Poco después de conocerlo, Fran pasó un mes en el sur. Se dijo a sí misma que era por el bien de su hija. Cassie vivió un drama que traumatizaría a cualquier adulto, y Fran pensó que un tiempo lejos de Shetland la ayudaría a recuperarse. Cuando Fran volvió, Perez la llamó para preguntarle cómo iban las cosas y qué tal estaban la niña y ella. Por interés profesional, pensó Fran, aunque confiaba en que hubiera algo más detrás. Trabaron amistad. Ella no forzó nada; seguía siendo una forastera y no estaba segura de lo que se esperaba de ella. El fracaso de su matrimonio había destrozado su confianza. No quería enfrentarse a otro rechazo.

—No, no va nada bien —respondió—. Apenas hay gente. ––Sabía que sonaba ingrata, pero no podía evitarlo—. Pensaba que la gente vendría, aunque solo fuera por el vino gratis y la oportunidad de ver tocar a Roddy Sinclair.

—Pero a los que han venido les interesa —aseguró Perez—. Mira.

Ella se volvió, apartándose de él, y miró hacia la sala.
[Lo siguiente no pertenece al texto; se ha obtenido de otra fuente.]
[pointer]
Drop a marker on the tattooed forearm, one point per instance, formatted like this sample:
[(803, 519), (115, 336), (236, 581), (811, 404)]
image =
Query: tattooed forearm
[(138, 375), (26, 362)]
Perez tenía razón. Los visitantes ya no se ocupaban del vino ni de la música, paseaban por la galería, observaban las pinturas y, de vez en cuando, se detenían y comentaban algo. El espacio estaba dividido equitativamente entre su obra y la de Bella. La exposición se había concebido como una retrospectiva de Bella Sinclair. Mostraba treinta años de su arte, cuadros y dibujos procedentes de colecciones de todo el país. La invitación a Fran para que expusiera junto a ella fue inesperada.
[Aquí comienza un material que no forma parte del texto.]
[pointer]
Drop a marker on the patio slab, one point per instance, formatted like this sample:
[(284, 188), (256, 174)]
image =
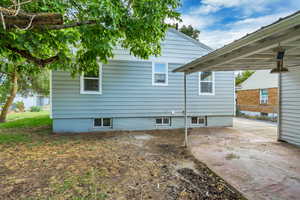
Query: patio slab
[(248, 157)]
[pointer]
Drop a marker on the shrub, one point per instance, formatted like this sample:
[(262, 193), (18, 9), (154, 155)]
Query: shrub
[(20, 106), (35, 109)]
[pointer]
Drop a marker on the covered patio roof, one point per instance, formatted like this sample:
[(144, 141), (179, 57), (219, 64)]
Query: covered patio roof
[(254, 51)]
—Deberías estar orgullosa —afirmó Perez.

Fran no supo cómo reaccionar. Esperaba que él dijera algo halagador de su obra. Esa noche estaba nerviosa y expuesta, así que un poco de adulación le vendría bien.

Pero Perez estaba atento a los visitantes.

—Ahí hay alguien que parece muy interesado.

Siguió la mirada de Perez hacia un hombre de mediana edad, de una elegancia bohemia y desenfadada. Tenía una figura delgada, casi femenina. Llevaba una chaqueta de lino negro sobre una camiseta negra y unos pantalones amplios también negros. Estaba de pie frente a un autorretrato temprano de Bella, en su faceta más atrevida. En el cuadro, Bella vestía de rojo, tenía un trazo escarlata hecho con pintalabios como boca, el cabello apartado del rostro, a la vez inquietante y erótico. Era un óleo, con gruesas capas de pintura, de mucha textura y pinceladas muy sueltas.

Después se movió para colocarse junto a Roddy Sinclair y contemplar una obra de Fran: un dibujo de Cassie en la playa de Ravenswick. Algo en la intensidad con la que miraba le resultó incómodo, aunque no era el tipo de cuadro que le permitiría reconocer a Cassie por la calle. Fran pensó que no parecía interesado, sino horrorizado. Como si acabara de presenciar una atrocidad. O de ver un fantasma.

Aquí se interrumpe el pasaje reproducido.